Figlio di Stefano Chioccioli, autorevole enologo, professionista serio, profondamente legato alla sua terra, poco avvezzo ai compromessi, per questo amato sia in Italia che in Francia.

Il nostro Vermouth Toscano ha regole severe: produzione in regione, 100% del vino locale

Enrico Chioccioli Altadonna
Una delle grandi sfide del 2025 sarà la prosecuzione dei lavori della Carta del Vermouth toscano. Com’è nata?

“Con Federico Bellanca ne parlavamo da tempo, il suo successo ci ha un po’ sorpresi. È stata chiamata “Carta etica del Vermouth”, ma è una lettera aperta ai produttori, ma anche a distributori, consumatori, giornalisti, amanti del settore. Un modo per mettere giù dei punti semplici per trovare un’unione di intenti che possa poi fare da base per aprire una strada più strutturata. Può sembrare una banalità dire che un Vermouth può essere chiamato Toscano solo se è prodotto nei confini della regione o se nasce da vini toscani, ma non lo è. Abbiamo dovuto escludere alcune aziende che si erano proposte proprio per questi motivi. Se mettiamo il nostro lavoro in rapporto con un Vermouth prestigioso come il Torino Igp, vediamo come le nostre regole sono in realtà molto più severe: produzione in toscana, 100% del vino toscano”.

Delle scelte molto nette

“Sono state dettate dal voler studiare le radici di questo prodotto nella nostra regione. Per noi l’Artemisia, per esempio, non è altrettanto qualificante quanto lo è in Piemonte. Lo sono il vino e le spezie si, perché qui i medici speziali esistono già nell’XI secolo a Firenze e Siena, e in Toscana si produceva Vermouth molto prima della nascita di Carpano. Abbiamo semplicemente dimenticato questa tradizione e ora stiamo cercando di onorarla nuovamente”.

Suo padre è un enologo affermato. Ha parlato di questo progetto con rappresentanti del mondo del vino?

“Non c’è ancora nulla di certo, ma abbiamo avuto dei contatti e una manifestazione di interesse da parte di alcune istituzioni di settore. Non c’è ancora nulla di scritto, ma penso sia una strada importante da percorrere. D’altronde per me il Vermouth è il vino da cui nasce, e questo non si può dimenticare”.

Vermouth, Bitter, Gin: un mix di prodotti di Winestillery
Vermouth, Bitter, Gin: un mix di prodotti di Winestillery
Winestillery prima, il Vermouth poi. Come incide il vino nella sua produzione?

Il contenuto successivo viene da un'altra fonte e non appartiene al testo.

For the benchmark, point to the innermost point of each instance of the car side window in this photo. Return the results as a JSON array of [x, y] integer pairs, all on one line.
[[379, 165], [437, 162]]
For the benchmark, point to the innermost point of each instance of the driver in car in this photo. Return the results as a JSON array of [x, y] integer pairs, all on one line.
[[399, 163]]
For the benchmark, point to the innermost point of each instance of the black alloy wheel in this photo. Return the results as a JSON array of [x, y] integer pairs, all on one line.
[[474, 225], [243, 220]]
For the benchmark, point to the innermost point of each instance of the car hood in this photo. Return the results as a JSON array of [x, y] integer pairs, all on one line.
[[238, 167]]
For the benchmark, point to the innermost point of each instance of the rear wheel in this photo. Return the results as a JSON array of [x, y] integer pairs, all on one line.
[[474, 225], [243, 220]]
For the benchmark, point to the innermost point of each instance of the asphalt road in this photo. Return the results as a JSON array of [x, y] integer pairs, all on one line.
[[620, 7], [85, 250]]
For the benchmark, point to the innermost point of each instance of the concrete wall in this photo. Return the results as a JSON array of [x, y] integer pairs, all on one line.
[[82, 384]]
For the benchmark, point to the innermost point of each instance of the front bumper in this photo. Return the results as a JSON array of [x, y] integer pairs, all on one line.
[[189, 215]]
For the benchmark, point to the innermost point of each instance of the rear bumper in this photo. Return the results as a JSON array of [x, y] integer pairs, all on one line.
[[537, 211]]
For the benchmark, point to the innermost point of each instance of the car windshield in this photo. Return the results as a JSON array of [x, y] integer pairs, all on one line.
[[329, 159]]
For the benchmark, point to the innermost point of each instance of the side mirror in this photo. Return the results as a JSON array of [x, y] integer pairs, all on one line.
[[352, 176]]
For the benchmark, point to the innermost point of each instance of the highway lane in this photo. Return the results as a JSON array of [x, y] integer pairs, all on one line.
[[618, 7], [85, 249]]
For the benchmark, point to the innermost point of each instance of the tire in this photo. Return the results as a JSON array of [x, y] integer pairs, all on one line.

“Tutto il lavoro della mia distilleria è legato al vino, già dal nome, e quando sono nati i nostri Vermouth li ho pensati come anello di congiunzione tra il lavoro della distilleria – attraverso il vino – e la mia voglia di rappresentare il territorio – con le botaniche -. Essendo nato in questo mondo e rispettando molto la materia prima vino, ho scelto di produrre dei Vermouth in cui questo diventasse un fattore identitario. Quando si assaggia il Vermouth rosso di Winestillery si riconosce subito il Sangiovese nella sua acidità, nella struttura tannica; allo stesso modo nel nostro Vermouth Dry volevamo che si sentisse il Trebbiano. Due etichette che vogliono essere ambasciatori del territorio”.

Il futuro degli spirits così territoriali secondo lei è ancora nella miscelazione o qualcosa sta cambiando?

“È indubbio che dall’anno scorso si stia assistendo a un cambio nelle attitudini oltre che a una riduzione nei numeri. E non solo per le aziende artigianali. Sono convinto che se da un lato permane la globalizzazione dei trend, il rovescio della medaglia sia il tendere, come reazione a questa, alla ricerca di prodotti territoriali, tradizionali, conosciuti. La miscelazione è stato un grande vettore e lo è tuttora, soprattutto se si guarda ai consumi; alcuni volumi sarebbe impossibile ottenerli altrimenti. Per alcuni prodotti però, tra cui il Vermouth, possiamo tornare a riabituarci a consumarli come prodotti autonomi, senza che questo sconfessi la loro capacità, essendo spirits dal carattere molto forte, di dare una decisa marcia in più ai miscelati in cui vengono utilizzati”.

Mi sono cancellato dall’albo degli avvocati lo stesso giorno in cui mi ero iscritto, subito dopo ho ordinato il mio primo alambicco

Enrico Chioccioli Altadonna
Il 2024 è stato l’anno del grande lancio di Florentis, il nuovo progetto legato al Whisky. Come è arrivato a questo distillato e perché?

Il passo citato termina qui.